Fig. 7.. The FBP–IL-27–COX-2 regulatory axis in decidua is insufficient in patients with unexplained RSA.

(A) The mRNA levels of FBP1 and PFK1 between DSCs from normal pregnant women (n = 10) or patients with unexplained RSA (n = 10) were detected by RT-PCR. (B and C) Expression of FBP1 and PFK1 between decidua tissues from normal pregnant women (n = 12) or patients with unexplained RSA (n = 12) were detected by immunohistochemistry. (D) The FBP levels in the blood plasma from nonpregnant (NP) or pregnant (P) normal women or patients with unexplained RSA (n = 10 per group) were detected. (E) The mRNA level of IL-27 between DSCs from normal pregnant women (n = 10) or patients with unexplained RSA (n = 10) was detected by RT-PCR. (F and G) Expression of IL-27 between decidua tissues from normal pregnant women (n = 20) or patients with unexplained RSA (n = 20) was detected by immunohistochemistry. (H and I) The levels of COX-2 (H), CD80, CD86, INF-γ, CD206, CD209, and IRF4 (I) in dMφs from normal pregnant women (n = 12) or patients with unexplained RSA (n = 12) were detected by FCM. Data were presented as means ± SEM and analyzed by t test or one-way ANOVA test. *P < 0.05, **P < 0.01, and ***P < 0.001.
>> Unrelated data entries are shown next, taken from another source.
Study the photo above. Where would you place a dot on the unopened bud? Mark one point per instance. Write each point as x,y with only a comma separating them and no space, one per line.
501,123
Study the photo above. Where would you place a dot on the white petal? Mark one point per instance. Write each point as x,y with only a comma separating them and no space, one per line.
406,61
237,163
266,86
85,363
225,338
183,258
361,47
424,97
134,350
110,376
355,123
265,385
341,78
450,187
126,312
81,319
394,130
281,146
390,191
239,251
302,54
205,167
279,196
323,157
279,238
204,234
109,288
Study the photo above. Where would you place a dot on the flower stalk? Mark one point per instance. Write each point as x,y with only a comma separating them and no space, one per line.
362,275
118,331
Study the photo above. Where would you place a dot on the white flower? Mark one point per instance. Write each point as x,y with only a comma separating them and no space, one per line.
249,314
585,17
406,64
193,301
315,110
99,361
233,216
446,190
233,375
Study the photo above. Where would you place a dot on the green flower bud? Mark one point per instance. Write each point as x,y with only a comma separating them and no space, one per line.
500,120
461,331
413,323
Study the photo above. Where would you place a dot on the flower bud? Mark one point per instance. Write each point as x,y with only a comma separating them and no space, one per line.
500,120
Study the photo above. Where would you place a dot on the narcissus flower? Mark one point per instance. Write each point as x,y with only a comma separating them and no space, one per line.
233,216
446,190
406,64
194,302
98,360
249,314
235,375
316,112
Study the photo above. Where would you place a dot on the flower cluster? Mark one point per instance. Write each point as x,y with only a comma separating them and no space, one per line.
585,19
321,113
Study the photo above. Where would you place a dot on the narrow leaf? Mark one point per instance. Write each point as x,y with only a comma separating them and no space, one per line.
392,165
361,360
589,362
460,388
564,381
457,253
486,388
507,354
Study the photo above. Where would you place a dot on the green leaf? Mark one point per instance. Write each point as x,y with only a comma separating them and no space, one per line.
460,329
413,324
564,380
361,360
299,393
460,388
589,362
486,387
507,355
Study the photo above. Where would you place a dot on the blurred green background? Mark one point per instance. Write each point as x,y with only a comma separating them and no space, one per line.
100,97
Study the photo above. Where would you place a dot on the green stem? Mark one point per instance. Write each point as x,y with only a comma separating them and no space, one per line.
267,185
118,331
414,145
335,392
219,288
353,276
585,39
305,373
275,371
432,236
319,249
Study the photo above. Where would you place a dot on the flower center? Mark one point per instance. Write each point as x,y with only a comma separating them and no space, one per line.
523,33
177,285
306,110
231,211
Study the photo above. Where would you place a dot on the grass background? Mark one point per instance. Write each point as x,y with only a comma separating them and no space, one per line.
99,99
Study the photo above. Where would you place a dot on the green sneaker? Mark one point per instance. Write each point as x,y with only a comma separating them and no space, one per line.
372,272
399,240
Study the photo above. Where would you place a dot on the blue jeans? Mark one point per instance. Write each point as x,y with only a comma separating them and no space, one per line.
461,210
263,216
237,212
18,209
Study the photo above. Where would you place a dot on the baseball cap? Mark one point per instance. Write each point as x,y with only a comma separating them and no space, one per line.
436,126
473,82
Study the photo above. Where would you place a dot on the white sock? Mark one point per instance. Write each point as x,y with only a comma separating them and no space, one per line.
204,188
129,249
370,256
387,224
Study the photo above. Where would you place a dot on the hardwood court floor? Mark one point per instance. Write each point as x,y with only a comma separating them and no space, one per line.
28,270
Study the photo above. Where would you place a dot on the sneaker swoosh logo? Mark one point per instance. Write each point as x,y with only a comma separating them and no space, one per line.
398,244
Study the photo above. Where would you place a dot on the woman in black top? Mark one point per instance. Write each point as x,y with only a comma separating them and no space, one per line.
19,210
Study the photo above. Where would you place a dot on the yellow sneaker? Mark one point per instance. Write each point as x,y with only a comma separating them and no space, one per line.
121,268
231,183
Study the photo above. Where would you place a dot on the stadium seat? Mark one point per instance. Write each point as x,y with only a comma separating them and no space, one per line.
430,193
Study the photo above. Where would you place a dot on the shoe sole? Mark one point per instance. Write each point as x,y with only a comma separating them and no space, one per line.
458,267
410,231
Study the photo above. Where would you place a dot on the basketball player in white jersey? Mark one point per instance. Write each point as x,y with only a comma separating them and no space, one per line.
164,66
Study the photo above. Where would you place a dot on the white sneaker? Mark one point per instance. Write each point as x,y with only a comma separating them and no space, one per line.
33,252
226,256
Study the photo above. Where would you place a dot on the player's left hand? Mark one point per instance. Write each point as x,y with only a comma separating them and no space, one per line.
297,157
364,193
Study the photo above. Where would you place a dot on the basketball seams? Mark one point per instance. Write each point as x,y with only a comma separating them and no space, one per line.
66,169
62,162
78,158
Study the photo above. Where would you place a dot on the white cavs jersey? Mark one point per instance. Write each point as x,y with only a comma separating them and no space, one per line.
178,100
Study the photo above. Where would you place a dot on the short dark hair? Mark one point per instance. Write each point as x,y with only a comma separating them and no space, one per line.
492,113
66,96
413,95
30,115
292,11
Fig. 8.. FBP administration induces COX-2⁺ dMφ differentiation and alleviates pregnancy loss.

(A and B) The FBP levels in uterine tissues and blood plasma of normal pregnant mice (Ctrl, n = 8), spontaneous abortion-prone mice (SA; n = 8), or SA mice intraperitoneally injected with FBP (500 mg/kg per day, SA + FBP, n = 8) were detected. (C and D) The IL-27 levels in USCs of pregnant mice from Ctrl (n = 8), SA (n = 8), or SA + FBP (n = 8) group were analyzed by FCM. (E and F) The COX-2 levels in uMφ of pregnant mice from Ctrl (n = 8), SA (n = 8), or SA + FBP (n = 8) group were analyzed by FCM. (G) The mRNA levels of decidualization-related genes in uterus of pregnant mice from Ctrl (n = 8), SA (n = 8), or SA + FBP (n = 8) group were detected by RT-PCR. (H) Depth of CK7⁺ trophoblast infiltration into uterus of pregnant mice from Ctrl (n = 8), SA (n = 8), or SA + FBP (n = 8) group was observed by hematoxylin and eosin staining or immunofluorescence staining. (I and J) Photograph (red arrow: absorption point) of uterus and absorption rates of pregnant mice from Ctrl (n = 8), SA (n = 8), or SA + FBP (n = 8) group. Data were presented as means ± SEM and analyzed by one-way ANOVA test. *P < 0.05, **P < 0.01, and ***P < 0.001.